You need to return the least number of intervals the CPU will take to finish all the given tasks.
Note:
- The number of tasks is in the range [1, 10000].
- The integer n is in the range [0, 100].
concise Java Solution O(N) time O(26) space:
// (c[25] - 1) * (n + 1) + 25 - i is frame size
// when inserting chars, the frame might be "burst", then tasks.length takes precedence
// when 25 - i > n, the frame is already full at construction, the following is still valid.
public class Solution {
public int leastInterval(char[] tasks, int n) {
int[] c = new int[26];
for(char t : tasks){
c[t - 'A']++;
}
Arrays.sort(c);
int i = 25;
while(i >= 0 && c[i] == c[25]) i--;
return Math.max(tasks.length, (c[25] - 1) * (n + 1) + 25 - i);
}
}
First consider the most frequent characters, we can determine their relative positions first and use them as a frame to insert the remaining less frequent characters.

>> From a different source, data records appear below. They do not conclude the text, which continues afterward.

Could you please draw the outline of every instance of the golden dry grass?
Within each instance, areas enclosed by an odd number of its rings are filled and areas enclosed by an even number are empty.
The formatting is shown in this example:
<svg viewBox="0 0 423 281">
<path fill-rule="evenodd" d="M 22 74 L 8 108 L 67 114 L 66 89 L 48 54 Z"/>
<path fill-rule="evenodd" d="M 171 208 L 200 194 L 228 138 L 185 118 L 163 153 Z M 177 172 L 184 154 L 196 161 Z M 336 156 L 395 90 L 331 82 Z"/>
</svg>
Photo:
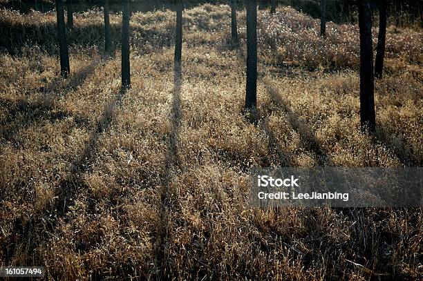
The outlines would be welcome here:
<svg viewBox="0 0 423 281">
<path fill-rule="evenodd" d="M 54 14 L 0 13 L 10 26 L 55 32 Z M 75 16 L 70 40 L 86 43 L 72 45 L 67 80 L 57 78 L 54 41 L 1 52 L 0 265 L 41 265 L 49 279 L 70 280 L 370 278 L 348 260 L 418 279 L 421 210 L 261 210 L 248 204 L 248 171 L 421 166 L 422 33 L 388 34 L 373 139 L 359 129 L 356 26 L 330 23 L 323 42 L 303 14 L 260 11 L 254 126 L 242 113 L 229 8 L 184 17 L 180 88 L 170 11 L 132 15 L 125 93 L 120 53 L 102 56 L 90 29 L 101 29 L 99 11 Z"/>
</svg>

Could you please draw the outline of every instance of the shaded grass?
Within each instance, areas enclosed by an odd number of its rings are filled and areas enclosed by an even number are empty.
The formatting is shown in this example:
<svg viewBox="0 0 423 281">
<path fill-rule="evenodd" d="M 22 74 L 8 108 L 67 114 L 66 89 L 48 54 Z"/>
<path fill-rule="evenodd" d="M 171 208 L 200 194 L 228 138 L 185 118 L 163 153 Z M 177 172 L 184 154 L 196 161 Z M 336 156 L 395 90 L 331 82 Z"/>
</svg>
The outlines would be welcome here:
<svg viewBox="0 0 423 281">
<path fill-rule="evenodd" d="M 289 11 L 289 24 L 310 21 Z M 376 84 L 381 138 L 404 151 L 361 133 L 354 68 L 281 68 L 272 63 L 275 53 L 260 53 L 255 126 L 243 114 L 244 64 L 227 41 L 229 12 L 208 5 L 185 12 L 180 85 L 173 48 L 154 45 L 167 39 L 133 46 L 133 84 L 124 98 L 116 96 L 118 52 L 92 73 L 58 83 L 57 59 L 42 50 L 1 54 L 2 120 L 17 101 L 39 104 L 34 101 L 50 83 L 58 97 L 42 115 L 67 113 L 43 117 L 40 126 L 27 123 L 18 106 L 20 145 L 2 139 L 0 264 L 45 264 L 48 278 L 59 280 L 370 278 L 348 260 L 393 279 L 418 279 L 421 210 L 254 209 L 248 171 L 400 166 L 407 153 L 422 163 L 420 65 L 399 52 Z M 133 22 L 160 37 L 173 31 L 173 18 L 135 14 Z M 245 16 L 239 18 L 242 26 Z M 80 24 L 93 19 L 86 20 Z M 205 28 L 212 30 L 204 35 Z M 420 50 L 408 42 L 412 52 Z M 261 41 L 261 52 L 268 47 Z M 73 50 L 75 73 L 98 52 Z"/>
</svg>

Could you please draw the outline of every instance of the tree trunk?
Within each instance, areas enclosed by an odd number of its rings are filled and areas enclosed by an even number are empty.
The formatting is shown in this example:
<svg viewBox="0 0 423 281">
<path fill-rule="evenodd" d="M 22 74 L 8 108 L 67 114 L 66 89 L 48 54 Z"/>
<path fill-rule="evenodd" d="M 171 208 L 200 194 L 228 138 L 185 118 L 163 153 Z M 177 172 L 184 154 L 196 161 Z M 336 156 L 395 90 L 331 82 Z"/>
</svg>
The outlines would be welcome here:
<svg viewBox="0 0 423 281">
<path fill-rule="evenodd" d="M 361 128 L 375 132 L 375 85 L 372 11 L 369 0 L 359 1 L 360 30 L 360 119 Z"/>
<path fill-rule="evenodd" d="M 384 59 L 385 57 L 385 41 L 386 39 L 386 9 L 385 0 L 379 3 L 379 36 L 377 37 L 377 48 L 376 61 L 375 62 L 375 76 L 381 79 L 384 70 Z"/>
<path fill-rule="evenodd" d="M 257 0 L 247 3 L 247 86 L 245 108 L 257 106 Z"/>
<path fill-rule="evenodd" d="M 66 10 L 68 12 L 68 27 L 73 26 L 73 6 L 72 0 L 66 0 Z"/>
<path fill-rule="evenodd" d="M 122 0 L 122 88 L 131 87 L 129 64 L 129 0 Z"/>
<path fill-rule="evenodd" d="M 270 14 L 276 12 L 276 0 L 270 0 Z"/>
<path fill-rule="evenodd" d="M 231 26 L 232 41 L 238 45 L 238 27 L 236 26 L 236 0 L 231 0 Z"/>
<path fill-rule="evenodd" d="M 320 1 L 320 35 L 326 37 L 326 0 Z"/>
<path fill-rule="evenodd" d="M 109 0 L 104 0 L 104 50 L 110 52 L 111 39 L 110 36 L 110 19 L 109 18 Z"/>
<path fill-rule="evenodd" d="M 180 64 L 182 59 L 182 0 L 176 0 L 176 32 L 175 36 L 175 65 Z"/>
<path fill-rule="evenodd" d="M 66 42 L 66 28 L 64 22 L 64 11 L 62 0 L 56 0 L 56 16 L 57 19 L 57 37 L 60 51 L 60 75 L 67 78 L 70 73 L 69 52 Z"/>
</svg>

Here is a proof by construction:
Let F be the set of most frequent chars with frequency k.
We can create k chunks, each chunk is identical and is a string consists of chars in F in a specific fixed order.
Let the heads of these chunks to be H_i; then H_2 should be at least n chars away from H_1, and so on so forth; then we insert the less frequent chars into the gaps between these chunks sequentially one by one ordered by frequency in a decreasing order and try to fill the k-1 gaps as full or evenly as possible each time you insert a character.
In summary, append the less frequent characters to the end of each chunk of the first k-1 chunks sequentially and round and round, then join the chunks and keep their heads’ relative distance from each other to be at least n.